At ages eight and twelve I joined little neighborhood gangs that had as membership requirements stealing items from a local store. I was on my way to becoming a thief. I have little memory of the first incident other than we were caught and my mom was upset. The second round, a few years later, is clear in my mind and, upon reflection, one of those life-turning points.
Vinnie and Mark were my mates, with the former the leader of the gang. To be in the gang, each of us had to steal one item from a drug store located a few blocks from our houses. We all lived in a middle-class neighborhood, on the east side of Davenport, Iowa. My mom was a stay-at-home-mom as was Mark’s. I am not sure about Vinnie’s mom as she seemed gone a lot. Mark’s dad owned an advertising agency, Vinnie’s was a judge, and mine was a chemical engineer.

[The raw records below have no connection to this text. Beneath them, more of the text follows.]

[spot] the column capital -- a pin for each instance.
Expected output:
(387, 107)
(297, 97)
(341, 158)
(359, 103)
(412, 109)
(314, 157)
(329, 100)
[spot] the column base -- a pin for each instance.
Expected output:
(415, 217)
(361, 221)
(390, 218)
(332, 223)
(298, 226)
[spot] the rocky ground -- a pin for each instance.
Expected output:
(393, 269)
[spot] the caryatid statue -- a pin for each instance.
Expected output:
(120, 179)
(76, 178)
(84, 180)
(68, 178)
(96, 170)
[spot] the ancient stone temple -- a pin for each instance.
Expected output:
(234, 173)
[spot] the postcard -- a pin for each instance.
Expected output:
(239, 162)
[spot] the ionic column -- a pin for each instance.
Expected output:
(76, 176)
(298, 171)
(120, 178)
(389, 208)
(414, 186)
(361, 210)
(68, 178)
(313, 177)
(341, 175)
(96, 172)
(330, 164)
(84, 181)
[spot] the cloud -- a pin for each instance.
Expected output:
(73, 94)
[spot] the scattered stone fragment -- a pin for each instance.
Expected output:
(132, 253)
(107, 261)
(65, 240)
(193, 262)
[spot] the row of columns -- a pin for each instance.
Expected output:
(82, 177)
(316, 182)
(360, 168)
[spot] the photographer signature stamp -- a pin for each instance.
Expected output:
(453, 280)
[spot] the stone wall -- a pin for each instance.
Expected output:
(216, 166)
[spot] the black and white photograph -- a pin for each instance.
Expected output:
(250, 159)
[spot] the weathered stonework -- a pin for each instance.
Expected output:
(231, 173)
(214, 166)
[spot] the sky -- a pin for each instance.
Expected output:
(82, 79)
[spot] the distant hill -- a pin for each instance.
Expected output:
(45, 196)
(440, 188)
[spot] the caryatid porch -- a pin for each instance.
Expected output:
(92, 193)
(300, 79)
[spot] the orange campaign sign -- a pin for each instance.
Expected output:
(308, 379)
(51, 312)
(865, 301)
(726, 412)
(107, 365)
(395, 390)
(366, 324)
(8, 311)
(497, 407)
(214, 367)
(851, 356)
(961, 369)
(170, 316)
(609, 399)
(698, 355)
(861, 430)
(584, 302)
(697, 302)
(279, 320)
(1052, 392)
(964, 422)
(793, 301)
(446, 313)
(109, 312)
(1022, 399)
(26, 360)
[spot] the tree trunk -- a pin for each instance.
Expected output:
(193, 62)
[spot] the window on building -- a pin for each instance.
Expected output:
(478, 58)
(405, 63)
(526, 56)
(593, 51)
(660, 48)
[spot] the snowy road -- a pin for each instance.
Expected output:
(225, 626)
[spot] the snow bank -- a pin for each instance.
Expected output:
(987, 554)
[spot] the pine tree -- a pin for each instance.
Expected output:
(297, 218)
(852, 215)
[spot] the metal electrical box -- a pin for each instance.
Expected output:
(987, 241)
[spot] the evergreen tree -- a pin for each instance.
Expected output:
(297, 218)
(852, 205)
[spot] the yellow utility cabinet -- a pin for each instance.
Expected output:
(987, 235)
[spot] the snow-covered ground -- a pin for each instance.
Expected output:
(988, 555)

Vinnie was the leader, the toughest of the three, and had a parent-free house during the day where we planned our shenanigans and reconnoitered with our loot. Mine was a bottle of aspirin, stolen from a drug store in the Village section of East Davenport that would be knocked down some years later to make room for a Happy Joe’s Pizza Parlor. I don’t remember the items Mark or Vinnie stole. It was the summer of 1961 and my life was about to change.

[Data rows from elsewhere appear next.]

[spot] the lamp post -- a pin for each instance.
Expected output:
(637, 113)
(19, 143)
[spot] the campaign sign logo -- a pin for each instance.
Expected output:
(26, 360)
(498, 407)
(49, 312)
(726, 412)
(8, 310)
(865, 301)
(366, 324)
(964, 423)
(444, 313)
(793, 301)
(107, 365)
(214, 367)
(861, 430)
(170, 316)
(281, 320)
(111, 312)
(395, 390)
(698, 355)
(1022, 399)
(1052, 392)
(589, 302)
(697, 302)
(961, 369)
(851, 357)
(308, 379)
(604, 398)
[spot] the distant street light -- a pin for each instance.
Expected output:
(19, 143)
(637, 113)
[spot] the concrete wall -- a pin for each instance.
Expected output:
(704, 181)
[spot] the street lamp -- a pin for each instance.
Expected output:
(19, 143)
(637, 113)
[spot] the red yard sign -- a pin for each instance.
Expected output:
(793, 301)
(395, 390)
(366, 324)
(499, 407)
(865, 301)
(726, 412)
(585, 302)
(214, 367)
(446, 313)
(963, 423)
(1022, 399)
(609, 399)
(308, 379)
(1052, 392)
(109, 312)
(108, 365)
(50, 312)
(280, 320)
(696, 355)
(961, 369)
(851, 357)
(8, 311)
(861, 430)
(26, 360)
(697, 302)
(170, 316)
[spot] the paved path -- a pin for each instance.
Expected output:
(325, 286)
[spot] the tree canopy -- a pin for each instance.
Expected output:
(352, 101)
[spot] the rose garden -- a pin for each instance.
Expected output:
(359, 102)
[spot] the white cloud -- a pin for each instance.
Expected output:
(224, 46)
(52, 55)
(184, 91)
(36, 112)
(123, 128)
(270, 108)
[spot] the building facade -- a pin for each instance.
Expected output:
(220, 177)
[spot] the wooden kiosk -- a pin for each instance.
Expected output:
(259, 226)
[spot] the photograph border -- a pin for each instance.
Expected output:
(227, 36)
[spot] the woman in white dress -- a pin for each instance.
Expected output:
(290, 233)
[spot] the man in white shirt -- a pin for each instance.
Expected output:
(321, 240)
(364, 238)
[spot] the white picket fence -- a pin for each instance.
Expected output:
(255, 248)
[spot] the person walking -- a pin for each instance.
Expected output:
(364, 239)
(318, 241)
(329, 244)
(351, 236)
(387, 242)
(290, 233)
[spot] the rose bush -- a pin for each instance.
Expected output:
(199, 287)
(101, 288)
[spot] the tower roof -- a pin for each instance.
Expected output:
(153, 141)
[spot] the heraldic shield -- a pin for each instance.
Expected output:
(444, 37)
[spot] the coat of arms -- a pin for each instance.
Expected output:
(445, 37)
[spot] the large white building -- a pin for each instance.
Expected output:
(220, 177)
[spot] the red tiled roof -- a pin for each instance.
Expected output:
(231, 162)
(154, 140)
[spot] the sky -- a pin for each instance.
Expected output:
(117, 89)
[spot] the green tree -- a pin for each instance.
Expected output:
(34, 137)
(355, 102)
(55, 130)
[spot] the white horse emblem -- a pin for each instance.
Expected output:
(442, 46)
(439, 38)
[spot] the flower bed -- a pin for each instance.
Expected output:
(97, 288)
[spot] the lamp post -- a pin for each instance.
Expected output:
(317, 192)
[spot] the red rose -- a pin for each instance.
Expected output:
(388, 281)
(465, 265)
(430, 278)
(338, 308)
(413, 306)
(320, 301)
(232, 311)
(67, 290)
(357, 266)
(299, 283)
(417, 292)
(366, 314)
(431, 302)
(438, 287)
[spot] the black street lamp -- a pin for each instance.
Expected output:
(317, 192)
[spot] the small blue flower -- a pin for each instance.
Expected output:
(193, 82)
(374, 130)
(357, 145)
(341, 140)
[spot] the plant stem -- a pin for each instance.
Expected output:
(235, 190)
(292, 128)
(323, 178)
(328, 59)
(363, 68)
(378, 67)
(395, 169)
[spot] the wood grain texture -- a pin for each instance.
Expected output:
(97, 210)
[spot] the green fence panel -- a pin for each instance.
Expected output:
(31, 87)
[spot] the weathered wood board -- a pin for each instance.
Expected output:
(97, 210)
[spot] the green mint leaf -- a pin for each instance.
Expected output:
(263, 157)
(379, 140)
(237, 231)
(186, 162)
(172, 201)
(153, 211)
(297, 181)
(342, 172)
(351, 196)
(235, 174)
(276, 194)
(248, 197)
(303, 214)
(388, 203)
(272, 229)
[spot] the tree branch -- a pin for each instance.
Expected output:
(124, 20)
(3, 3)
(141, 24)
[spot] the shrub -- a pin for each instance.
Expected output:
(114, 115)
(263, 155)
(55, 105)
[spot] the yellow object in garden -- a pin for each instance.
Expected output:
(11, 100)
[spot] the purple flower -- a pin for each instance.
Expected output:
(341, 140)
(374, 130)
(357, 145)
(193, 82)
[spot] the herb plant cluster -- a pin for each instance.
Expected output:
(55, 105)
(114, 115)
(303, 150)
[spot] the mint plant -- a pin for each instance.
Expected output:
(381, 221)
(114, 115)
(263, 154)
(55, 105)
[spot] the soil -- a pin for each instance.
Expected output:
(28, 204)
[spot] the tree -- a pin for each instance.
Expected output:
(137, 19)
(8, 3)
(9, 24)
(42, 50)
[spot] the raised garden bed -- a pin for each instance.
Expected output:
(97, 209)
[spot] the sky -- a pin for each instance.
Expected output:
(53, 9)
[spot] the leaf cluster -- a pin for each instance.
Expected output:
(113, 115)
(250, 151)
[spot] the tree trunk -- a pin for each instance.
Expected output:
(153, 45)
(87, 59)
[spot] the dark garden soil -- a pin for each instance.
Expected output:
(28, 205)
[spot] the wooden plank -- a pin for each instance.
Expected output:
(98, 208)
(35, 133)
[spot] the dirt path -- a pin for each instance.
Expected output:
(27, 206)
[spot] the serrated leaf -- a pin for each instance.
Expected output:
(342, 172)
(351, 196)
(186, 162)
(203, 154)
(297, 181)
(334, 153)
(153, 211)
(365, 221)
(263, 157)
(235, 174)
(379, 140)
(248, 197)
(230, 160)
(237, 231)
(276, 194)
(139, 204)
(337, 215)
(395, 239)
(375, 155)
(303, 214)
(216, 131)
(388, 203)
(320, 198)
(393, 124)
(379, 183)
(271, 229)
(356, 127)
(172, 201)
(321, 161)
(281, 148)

The phone call from Mrs. Cleveland who lived next to Vinnie and a few houses down from Mark came in the early evening. I answered it and she must have given me her name because when I handed the phone to my mom I went up to my room and started worrying. Mrs. Cleveland was not a friend of my moms, why was she calling? Our one phone was in the living room, down the stairs from my bedroom. I could hear my mom’s voice and the conversation seemed to go on for a long time. Eventually my dad came up to my room and sat next to me on the bed. He was calm and direct, as was his way. He told me Mrs. Cleveland had talked to the drug store owner who had observed me steal the aspirin. I must have ratted out Vinnie and Mark because a few days later Vinnie beat me up and Mark ignored me the rest of the summer.

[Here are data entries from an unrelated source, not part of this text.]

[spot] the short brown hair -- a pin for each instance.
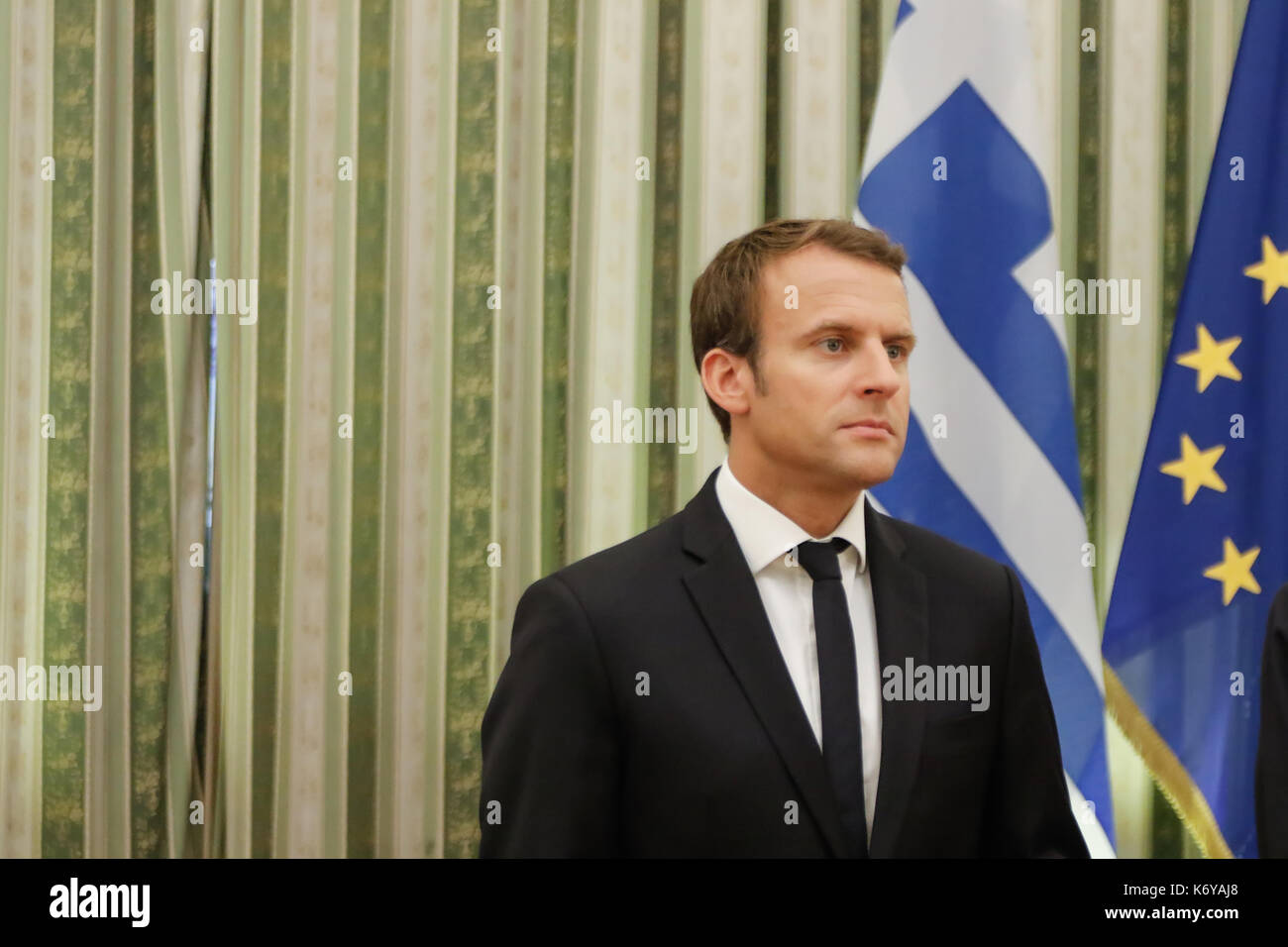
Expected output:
(724, 309)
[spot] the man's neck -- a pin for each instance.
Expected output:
(818, 512)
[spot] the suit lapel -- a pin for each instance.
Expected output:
(900, 602)
(726, 596)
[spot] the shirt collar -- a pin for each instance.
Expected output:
(765, 534)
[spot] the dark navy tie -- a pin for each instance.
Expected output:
(838, 686)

My dad told me my mom was very upset and it would take her some time to get over how disappointed she was in me. And that she would not talk to me for a while. This was the first silence. My memory is that my mom did not talk to me for a couple of weeks. It may have been shorter or longer but one morning as she was closing the refrigerator door she turned to me at the breakfast table and said good morning. My mom broke her silence. I was back in her good graces and no longer ostracized. For a kid not quite a teenager, more on my 13th birthday later, being back mattered, a lot.
My dad’s silence was different. A few days after Mrs. Cleveland spilled the beans, a Friday, I think, my dad came home from work and said to me, only me and not also my two brothers, Peter and Pat, ‘let’s go for a ride.’ My dad would often take me, the oldest, to get donuts on Saturday morning so being in the car alone with him was not so unusual. This was a Friday late afternoon, something must be up, and he did not say anything as we rode together along River Road toward downtown and much to my surprise, the Davenport Police Station.
We walked together into the station, a first for me, with my dad still not saying anything. We were met by a policeman who took me, without my dad, through a door and back to an area with cells. I don’t remember what he said, and there were no prisoners behind those bars, and after a brief tour we were back in the lobby where my dad was waiting. We got in the car and rode home together, in silence.
Later that fall my dad would also break his silence on this stealing problem but in way that was about someone else but really was about me. Again, it started with a phone call from a neighbor who told us someone else was collecting money for the paper I delivered to her. She gave my dad the name of the kid and my dad and I went to his house to confront him. The house was a few blocks from our house, very small, dark and a little run down. I waited just inside the front door while my father went inside to talk with the culprit and his father.
On the way home, he told me some kids are the way they are because of the kind of family circumstance they come from. I could tell my dad felt sorry for the kid who tried to steal my paper route money. But he was also telling me, no, that’s not quite right, he was showing me that my family was different and that I could be different.
A few days after the paper route incident we celebrated my 13th birthday. My mother would make for the first time what would become my favorite cake, a chocolate wafer icebox cake. Earlier that day, my dad and I got in the car and went for donuts.
I never stole again.
Reader Comments
Paul, what wise parents you had. Lucky boy!